Food and non-alcoholic beverages contributed 7.78 per cent to the headline inflation, followed by restaurants and accommodation services at 1.87 per cent and transport at 1.54 per cent. The least contributors were recreation, alcoholic beverages, and financial services. Food inflation slowed significantly to 11.08 per cent year-on-year, down from 39.93 per cent in November 2024, largely due to the rebasing of the CPI. Month-on-month, food prices rose 1.13 per cent, driven by increases in tomatoes, cassava tuber, periwinkles, ground pepper, eggs, crayfish, melon (egusi), oxtail, and fresh onions.

Core inflation, which excludes volatile farm produce and energy, stood at 18.04 per cent year-on-year and 1.28 per cent month-on-month. Urban inflation was 13.61 per cent, while rural inflation was 15.15 per cent year-on-year. Among states, Rivers recorded the highest year-on-year headline inflation at 17.78 per cent, followed by Ogun at 17.65 per cent and Ekiti at 16.77 per cent. Plateau had the slowest year-on-year inflation at 9.13 per cent, followed by Kebbi at 10.32 per cent and Katsina at 10.60 per cent. Month-on-month inflation was highest in Bayelsa at 6.58 per cent, followed by Gombe at 5.11 per cent and Edo at 4.45 per cent, while Plateau recorded the slowest at -2.54 per cent, followed by Delta at -2.38 per cent and Kaduna at -2.24 per cent.

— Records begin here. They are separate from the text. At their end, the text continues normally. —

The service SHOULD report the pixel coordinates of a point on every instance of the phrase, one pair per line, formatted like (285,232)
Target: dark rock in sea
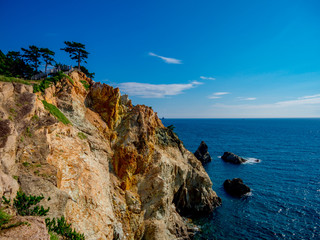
(232,158)
(236,187)
(202,153)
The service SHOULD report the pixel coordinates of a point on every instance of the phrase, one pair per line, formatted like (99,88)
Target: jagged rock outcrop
(202,153)
(236,187)
(115,172)
(232,158)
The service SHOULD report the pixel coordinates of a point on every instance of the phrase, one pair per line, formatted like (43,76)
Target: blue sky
(186,59)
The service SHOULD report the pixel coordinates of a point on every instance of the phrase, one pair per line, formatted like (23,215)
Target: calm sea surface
(285,200)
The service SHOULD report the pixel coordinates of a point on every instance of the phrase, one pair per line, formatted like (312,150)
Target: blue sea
(285,199)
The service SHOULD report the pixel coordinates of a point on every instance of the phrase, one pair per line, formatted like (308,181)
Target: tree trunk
(79,61)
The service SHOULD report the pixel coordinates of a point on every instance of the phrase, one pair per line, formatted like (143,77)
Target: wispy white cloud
(306,100)
(220,93)
(217,95)
(312,96)
(247,99)
(207,78)
(147,90)
(306,106)
(166,59)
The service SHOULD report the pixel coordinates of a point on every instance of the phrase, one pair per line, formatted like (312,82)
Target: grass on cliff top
(13,79)
(56,112)
(44,84)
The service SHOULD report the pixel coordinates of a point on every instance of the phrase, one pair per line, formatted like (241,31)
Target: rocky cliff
(114,171)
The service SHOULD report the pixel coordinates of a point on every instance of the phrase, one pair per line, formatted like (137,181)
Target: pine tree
(47,56)
(32,55)
(76,51)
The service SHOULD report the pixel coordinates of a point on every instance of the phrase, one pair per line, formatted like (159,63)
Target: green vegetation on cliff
(13,79)
(56,112)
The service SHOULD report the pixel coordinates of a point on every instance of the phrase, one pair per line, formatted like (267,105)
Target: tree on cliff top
(76,51)
(32,56)
(47,56)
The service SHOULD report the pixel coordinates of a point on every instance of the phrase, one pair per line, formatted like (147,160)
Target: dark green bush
(44,84)
(4,218)
(23,204)
(56,112)
(62,228)
(85,84)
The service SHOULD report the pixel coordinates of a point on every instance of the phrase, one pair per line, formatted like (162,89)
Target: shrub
(23,204)
(5,200)
(62,228)
(56,112)
(4,218)
(85,84)
(82,136)
(13,79)
(44,84)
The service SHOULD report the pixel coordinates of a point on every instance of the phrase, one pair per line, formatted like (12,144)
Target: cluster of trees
(26,64)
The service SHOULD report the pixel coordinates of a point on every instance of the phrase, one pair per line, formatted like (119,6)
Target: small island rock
(232,158)
(202,153)
(236,187)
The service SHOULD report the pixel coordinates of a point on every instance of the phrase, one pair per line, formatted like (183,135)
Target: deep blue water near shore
(285,201)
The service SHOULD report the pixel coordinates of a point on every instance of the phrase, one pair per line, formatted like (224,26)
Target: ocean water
(285,199)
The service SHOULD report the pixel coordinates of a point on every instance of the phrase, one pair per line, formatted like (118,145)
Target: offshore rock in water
(202,153)
(236,187)
(232,158)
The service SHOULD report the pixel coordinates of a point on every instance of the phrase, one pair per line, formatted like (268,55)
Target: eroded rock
(115,172)
(202,153)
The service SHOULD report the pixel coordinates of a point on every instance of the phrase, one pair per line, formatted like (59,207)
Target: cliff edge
(114,171)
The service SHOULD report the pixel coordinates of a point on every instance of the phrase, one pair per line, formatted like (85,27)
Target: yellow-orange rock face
(115,172)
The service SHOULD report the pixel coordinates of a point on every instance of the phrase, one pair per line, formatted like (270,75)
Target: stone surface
(202,153)
(236,187)
(232,158)
(115,172)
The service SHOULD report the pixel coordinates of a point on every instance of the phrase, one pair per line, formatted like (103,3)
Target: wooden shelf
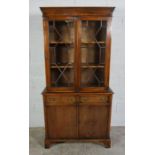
(62,66)
(82,66)
(61,43)
(93,42)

Food inflation was highest in Kogi at 17.83 per cent, Ogun at 16.52 per cent and Rivers at 16.11 per cent, and slowest in Imo at 3.52 per cent, Katsina at 3.65 per cent and Akwa Ibom at 4.52 per cent. On a month-on-month basis, food inflation was highest in Yobe at 9.52 per cent, followed by Katsina at 6.61 per cent and Ondo at 6.04 per cent, and slowest in Imo at -6.49 per cent, Nassarawa at -5.48 per cent and Enugu at -2.54 per cent. The CPI rebasing raised the index to 130.5 in November 2025 from 128.9 in October, updating the base year from 2009 to 2024 and using 2023 as the reference year for expenditure weights to reflect more current consumption patterns.